What we call spin has really little to do with quantum mechanics and more to do with group theory and representations of the Lorentz group. Even before quantizing, the Dirac field, and the EM field, transform in a certain way under Lorentz transformations, and their transformation properties are captured by their spin. The reason these things are quantized is because of compactness of rotations in 3D, the same reason sound waves in a tube are quantized, and again has nothing to do with quantum mechanics, Hilbert spaces, etc.
It is important to realize that what folks usually think of as undergraduate single-particle quantum mechanics is actually classical field theory with a bit of Hilbert space stuff bolted on. It's only through quantum field theory that quantization is taken all the way. The single particle S.E. with spin is actually an approximation to the non-quantum relativistic Dirac equation, and the spin comes from this field being a spinor field. It's only once you quantize this field that you can claim that you are doing quantum mechanics. But to reduce the mental burden in undergraduate physics, we restrict ourselves to the 1-particle state of this quantum field, and these 1-particle states obey the classical Dirac equation (or, at low energy, the S.E.). When you talk about Stern-Gerlach experiments, you should isolate the quantum (measurement, probabilities, projection) from the not-strictly-quantum (spin), just as you can for spin-less particles. There we can measure position, but we don't claim that position is an inherently quantum idea with no classical analog. (I should stress that when physicists say classical, they often mean not quantum, not necessarily pre-1900s).

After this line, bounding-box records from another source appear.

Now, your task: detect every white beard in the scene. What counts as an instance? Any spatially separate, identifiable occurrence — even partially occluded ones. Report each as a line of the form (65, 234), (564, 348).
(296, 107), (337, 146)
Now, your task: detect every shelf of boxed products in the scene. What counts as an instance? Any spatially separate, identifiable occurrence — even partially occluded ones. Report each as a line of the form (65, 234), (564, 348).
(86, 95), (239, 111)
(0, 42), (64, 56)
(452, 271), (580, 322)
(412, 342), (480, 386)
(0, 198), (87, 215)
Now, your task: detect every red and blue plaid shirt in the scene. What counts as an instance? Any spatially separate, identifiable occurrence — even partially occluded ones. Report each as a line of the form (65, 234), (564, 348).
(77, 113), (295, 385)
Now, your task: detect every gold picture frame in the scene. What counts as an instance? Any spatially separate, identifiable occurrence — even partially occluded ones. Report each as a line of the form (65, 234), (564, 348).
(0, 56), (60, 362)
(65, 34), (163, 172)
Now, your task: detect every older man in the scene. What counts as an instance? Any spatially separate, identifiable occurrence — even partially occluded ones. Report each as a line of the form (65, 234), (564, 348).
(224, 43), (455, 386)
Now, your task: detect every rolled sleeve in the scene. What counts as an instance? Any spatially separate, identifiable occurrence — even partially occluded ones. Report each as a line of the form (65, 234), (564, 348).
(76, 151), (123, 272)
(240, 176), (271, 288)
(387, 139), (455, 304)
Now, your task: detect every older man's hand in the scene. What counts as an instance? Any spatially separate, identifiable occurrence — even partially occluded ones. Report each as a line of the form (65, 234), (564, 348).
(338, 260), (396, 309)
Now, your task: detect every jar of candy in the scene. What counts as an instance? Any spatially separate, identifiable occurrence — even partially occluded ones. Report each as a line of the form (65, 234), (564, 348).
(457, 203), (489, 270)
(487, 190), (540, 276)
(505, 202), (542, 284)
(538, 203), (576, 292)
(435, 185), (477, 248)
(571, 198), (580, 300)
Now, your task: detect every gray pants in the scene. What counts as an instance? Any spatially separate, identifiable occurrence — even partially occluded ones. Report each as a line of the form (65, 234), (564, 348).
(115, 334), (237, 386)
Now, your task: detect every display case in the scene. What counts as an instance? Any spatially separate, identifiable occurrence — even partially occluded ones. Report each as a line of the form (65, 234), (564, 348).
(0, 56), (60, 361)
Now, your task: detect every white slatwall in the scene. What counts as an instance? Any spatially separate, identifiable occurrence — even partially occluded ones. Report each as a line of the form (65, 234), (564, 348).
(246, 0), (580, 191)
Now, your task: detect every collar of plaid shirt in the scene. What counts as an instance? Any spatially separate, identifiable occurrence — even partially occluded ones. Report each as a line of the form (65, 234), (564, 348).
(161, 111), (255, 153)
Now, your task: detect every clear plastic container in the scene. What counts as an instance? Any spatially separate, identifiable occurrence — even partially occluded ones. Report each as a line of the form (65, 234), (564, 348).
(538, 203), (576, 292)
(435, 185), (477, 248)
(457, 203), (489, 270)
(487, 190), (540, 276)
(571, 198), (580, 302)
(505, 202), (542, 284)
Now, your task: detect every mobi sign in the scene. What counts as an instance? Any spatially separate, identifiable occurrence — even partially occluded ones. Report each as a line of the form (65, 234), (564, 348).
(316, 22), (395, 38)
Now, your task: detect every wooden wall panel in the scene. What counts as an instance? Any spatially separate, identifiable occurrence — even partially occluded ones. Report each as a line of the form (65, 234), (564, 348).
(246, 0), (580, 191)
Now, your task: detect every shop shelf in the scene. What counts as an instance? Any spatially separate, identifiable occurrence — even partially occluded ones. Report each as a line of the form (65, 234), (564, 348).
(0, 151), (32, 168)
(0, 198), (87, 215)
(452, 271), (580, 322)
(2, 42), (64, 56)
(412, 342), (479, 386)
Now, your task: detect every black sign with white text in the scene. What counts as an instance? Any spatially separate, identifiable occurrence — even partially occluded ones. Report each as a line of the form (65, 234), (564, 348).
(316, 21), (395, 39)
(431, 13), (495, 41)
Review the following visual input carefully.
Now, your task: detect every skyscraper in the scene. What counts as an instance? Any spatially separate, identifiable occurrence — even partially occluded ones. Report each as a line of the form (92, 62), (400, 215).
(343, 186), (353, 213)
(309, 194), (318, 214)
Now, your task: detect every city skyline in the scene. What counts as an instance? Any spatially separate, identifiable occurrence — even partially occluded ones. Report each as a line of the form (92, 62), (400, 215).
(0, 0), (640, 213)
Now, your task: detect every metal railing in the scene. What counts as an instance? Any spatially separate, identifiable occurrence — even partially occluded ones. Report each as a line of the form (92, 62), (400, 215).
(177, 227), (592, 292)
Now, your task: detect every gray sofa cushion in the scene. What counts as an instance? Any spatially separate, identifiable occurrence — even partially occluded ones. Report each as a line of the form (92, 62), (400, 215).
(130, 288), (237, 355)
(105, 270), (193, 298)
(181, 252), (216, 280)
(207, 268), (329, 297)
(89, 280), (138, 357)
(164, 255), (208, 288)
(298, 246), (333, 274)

Now, it's a historical accident that we discovered the "classical" Dirac field a bit after/or at the same time as quantum mechanics, so people tend to confuse what is quantum and what is not. However, the same thing happens with E&M. There, the classical field needs to be quantized, and we end up with multi-photon states. But historically we discovered the E&M field first, long before quantum mechanics. The EM field, being a vector, transforms as spin 1, but because we can't go into the photon rest frame, and because of gauge invariance, only 2 possible components of spin can be measured. It's instructive to look up Wigner's classification and little groups.